自分に酔い痴れながら叫んだスザンナはしかし。自分の言葉に応える声がしないことに首を傾げた。
「ほら!どうしたの!?聖女が悪女だったのよ!神聖力を失くした聖女なんて用済みでしょう!?リリアを処刑しろ!リリアを殺せ!リリアの首を切れ!ほら、何グズグズしてるの!?頭が悪いの!?私に倣ってアンタ達も叫びなさいよ!」
そして静まり返った民衆を見下ろして更に声を荒げた。
そんなスザンナ目掛けて、真っ直ぐに石が飛ぶ。
「痛いっっ!誰よ、女神に向かって石を投げるなんてっ!この非国民!アンタもリリアと一緒に処刑よ!」
その言葉を皮切りに、あちこちから民衆の罵声と石がスザンナ目掛けて降り注いだ。
「ぎゃ、何!?なんなの!?」
「リリア様を悪く言うな!」
「私の子を治してくれたのはリリア様よ!」
「国王陛下を殺しただと!?力を失ってまで陛下を助けたリリア様になんて事を!」
「陛下は生きていらっしゃるわ!リリア様がお救いになったのよ!」
「何も知らないくせに出しゃばるな!」
「アンタこそ非国民よ!誰かアイツを捕まえて!」
スザンナは、皆が何を言っているのか理解できなかった。国王は死んだはず。じゃなければ、命を対価に国王を呪った母も弟も死んでいなきゃおかしいのだ。

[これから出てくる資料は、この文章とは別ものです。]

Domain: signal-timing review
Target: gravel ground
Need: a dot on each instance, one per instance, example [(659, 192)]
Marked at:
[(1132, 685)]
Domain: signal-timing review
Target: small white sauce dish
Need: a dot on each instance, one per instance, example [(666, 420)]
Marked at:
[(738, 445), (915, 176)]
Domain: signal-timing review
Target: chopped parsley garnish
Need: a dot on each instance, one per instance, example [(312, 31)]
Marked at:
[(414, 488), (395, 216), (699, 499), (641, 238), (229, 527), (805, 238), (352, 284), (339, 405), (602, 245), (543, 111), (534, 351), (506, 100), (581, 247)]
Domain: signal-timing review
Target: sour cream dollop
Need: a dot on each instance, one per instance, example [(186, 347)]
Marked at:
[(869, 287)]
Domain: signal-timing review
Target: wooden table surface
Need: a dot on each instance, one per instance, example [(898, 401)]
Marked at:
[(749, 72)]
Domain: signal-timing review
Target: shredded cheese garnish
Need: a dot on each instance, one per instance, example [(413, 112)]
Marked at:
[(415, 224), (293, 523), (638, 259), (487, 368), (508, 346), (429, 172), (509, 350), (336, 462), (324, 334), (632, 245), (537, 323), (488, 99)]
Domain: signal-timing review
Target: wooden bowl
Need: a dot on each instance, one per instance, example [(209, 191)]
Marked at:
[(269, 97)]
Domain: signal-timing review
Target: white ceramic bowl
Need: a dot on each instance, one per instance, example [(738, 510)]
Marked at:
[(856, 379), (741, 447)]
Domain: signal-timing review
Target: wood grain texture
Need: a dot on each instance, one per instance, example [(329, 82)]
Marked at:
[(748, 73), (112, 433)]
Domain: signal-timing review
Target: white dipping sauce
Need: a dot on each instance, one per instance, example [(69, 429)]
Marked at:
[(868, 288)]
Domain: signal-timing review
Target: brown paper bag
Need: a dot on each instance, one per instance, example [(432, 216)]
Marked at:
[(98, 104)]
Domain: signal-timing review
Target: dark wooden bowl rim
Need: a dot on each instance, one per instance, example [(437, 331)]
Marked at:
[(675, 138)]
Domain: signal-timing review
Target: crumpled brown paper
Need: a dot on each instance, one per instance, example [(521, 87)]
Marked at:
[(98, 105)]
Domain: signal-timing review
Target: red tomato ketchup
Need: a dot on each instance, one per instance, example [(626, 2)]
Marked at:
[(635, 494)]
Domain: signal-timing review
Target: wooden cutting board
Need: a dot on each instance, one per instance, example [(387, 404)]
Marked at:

しかし母は生きていた。なら国王は死んだ。どうしてそんな簡単な事がわからないのか。
そして何故、この人達はリリアを支持するのか。
リリアみたいな貧乏女より、スザンナの方が信用できるはずではないのか。
不思議に思いながらも、スザンナはその場から急いで逃げた。何せ凄い勢いで石が飛んできて、スザンナを捕まえようとする不届き者がいるのだ。
「どいつもこいつも頭が悪過ぎるわ!なんで私の言う事を素直に信じないのよ!?」
憤慨しつつ、スザンナは頭を守ってその場を離れた。しつこく追い掛けてくる奴らもいたが、足の速さに自信のあるスザンナはどうにか逃げ切った。
「もう。何なのよ!ムカつくわ!せっかく上手くいってたのに。やっぱり平民はダメね。育ちが悪い分、なにが正しいか理解できないのよ。
あー、気分が悪い!こうなったらさっさと家を燃やして王子様に迎えに来てもらいましょう!」
そうして悪態を吐きながら家に戻ったスザンナは、家の前に立つ伯爵夫人を見て更に機嫌が悪くなった。
「ちょっとアンタ!何してんのよ!?」
「あら女神様、遅かったですわね。」
優雅に挨拶をする伯爵夫人に、スザンナの怒りは爆発した。
「来んのが早すぎんのよ!常識ってものが無いわけ!?私は忙しいの!出直して来なさい!!」
力の限り叫んだスザンナに対し、伯爵夫人は涼しい顔のままだった。
「今の時間はご訪問するのに非常識な時間ではないと思いますわ。」
「はあ!?家主が非常識って言ったら非常識なのよ!」
「まあまあ、それは失礼致しました。失礼ついでにもう一つ、女神様にお詫びしたい事がございますの。」
「腹が立つわね!何なの!?言ってみなさい!」
伯爵夫人はあくまでも上品に、スザンナに告げた。
「実はノックを差し上げた際、家の中から助けを求める声が聞こえたものですから。失礼を承知で入らせて頂きましたわ。」
「は…?」
スザンナが呆けたその瞬間、スザンナの家の中から、王宮所属の騎士が出て来た。
騎士は一人ではなく、次から次へと出て来てスザンナを取り囲む。
「なんで家に騎士がいるのよっ!?」
絶叫したスザンナは、騎士達により拘束された。